For those choosing spotlight surveys this year, consider the following tips:

  • Spotlight surveys have limited application on small tracts of land or where dense vegetation greatly reduces visibility.
  • Spotlight surveys are not designed to observe a total deer population, rather to sample a representative portion of habitat and the number of deer found there.
  • Multiple counts (three is recommended) are required on the same route for reliable information.
  • Select all-weather roads that go through a variety of habitat types. Avoid roads that frequently wash out or become impassable following heavy rain.
  • Route should sample different habitat types in proportion to number of acres they         represent on the property.

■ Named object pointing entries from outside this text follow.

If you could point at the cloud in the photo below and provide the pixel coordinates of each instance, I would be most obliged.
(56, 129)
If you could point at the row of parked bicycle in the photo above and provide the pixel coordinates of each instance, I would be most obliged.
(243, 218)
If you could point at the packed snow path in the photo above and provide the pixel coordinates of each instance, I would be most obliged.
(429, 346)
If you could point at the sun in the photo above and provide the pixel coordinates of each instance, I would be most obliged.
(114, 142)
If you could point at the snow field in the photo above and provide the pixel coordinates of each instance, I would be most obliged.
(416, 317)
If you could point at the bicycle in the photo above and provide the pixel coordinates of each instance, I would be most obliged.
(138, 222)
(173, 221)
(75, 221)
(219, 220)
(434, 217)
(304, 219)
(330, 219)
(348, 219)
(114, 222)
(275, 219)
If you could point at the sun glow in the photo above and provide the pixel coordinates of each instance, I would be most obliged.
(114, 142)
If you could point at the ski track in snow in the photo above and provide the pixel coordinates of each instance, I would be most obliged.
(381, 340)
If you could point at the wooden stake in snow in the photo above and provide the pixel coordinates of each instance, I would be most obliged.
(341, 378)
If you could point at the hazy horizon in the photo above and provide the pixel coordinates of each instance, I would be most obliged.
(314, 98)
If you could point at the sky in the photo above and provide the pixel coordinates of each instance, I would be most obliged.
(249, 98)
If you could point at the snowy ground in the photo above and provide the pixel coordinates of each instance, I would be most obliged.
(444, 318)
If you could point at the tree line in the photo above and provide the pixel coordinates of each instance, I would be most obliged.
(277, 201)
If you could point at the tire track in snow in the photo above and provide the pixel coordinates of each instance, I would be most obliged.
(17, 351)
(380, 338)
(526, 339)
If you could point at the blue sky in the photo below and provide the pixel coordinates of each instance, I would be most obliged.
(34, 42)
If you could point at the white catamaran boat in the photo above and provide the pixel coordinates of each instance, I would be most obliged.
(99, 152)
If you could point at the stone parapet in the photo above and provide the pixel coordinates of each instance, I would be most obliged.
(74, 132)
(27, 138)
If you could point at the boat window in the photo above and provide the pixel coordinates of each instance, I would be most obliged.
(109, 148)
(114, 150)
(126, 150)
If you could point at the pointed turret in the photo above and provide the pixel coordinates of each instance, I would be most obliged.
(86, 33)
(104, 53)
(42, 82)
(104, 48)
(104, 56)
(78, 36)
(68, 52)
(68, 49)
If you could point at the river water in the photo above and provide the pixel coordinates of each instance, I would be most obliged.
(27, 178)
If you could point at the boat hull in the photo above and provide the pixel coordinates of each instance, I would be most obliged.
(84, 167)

Avoid roads by feeders or food plots where deer may be concentrated.
  • On large tracts, more than one route may be required to adequately sample a ranch.
  • Make a map of the route for future reference.
  • Visibility readings (distance from the vehicle you could actually see a deer in a straight line perpendicular to the truck) should be taken at 1/10 mile intervals if the total length of the line is less than 12 miles. If the length is 12 miles or greater, visibility readings can be taken at 2/10 mile intervals.
  • Visibility readings are needed only on the first survey. Multiple surveys along the exact route do not require retaking visibility readings.
  • Visibility estimates may be used for several years unless significant changes in vegetation have occurred along the route.
  • Spotlight surveys should be conducted during the months of August, September, and early October.
  • Do not conduct surveys during rain, high wind or following significant disturbance along the route during the day of the count.
  • Begin all counts one hour after official sunset.
  • In thicker areas, drive 5-8 mph. In more open areas, speed may be increased to 10-15 mph. Stop only to identify deer.
  • Identify all deer encountered as bucks, does, fawns, or unidentified. Unless all deer observed in a group can be identified by sex and age-class, record ALL deer as unidentified. Recording only bucks from a group will bias data and reflect a better sex ratio than may be present.
  • A good pair of binoculars is imperative during a survey to correctly identify animals.
  • Deer observed over 250 yards from the vehicle should not be recorded or counted.
  • Pickup trucks with two spotlights and two observers standing or sitting in the bed are recommended. Passenger cars and SUVs offer limited visibility and are often too low to the ground.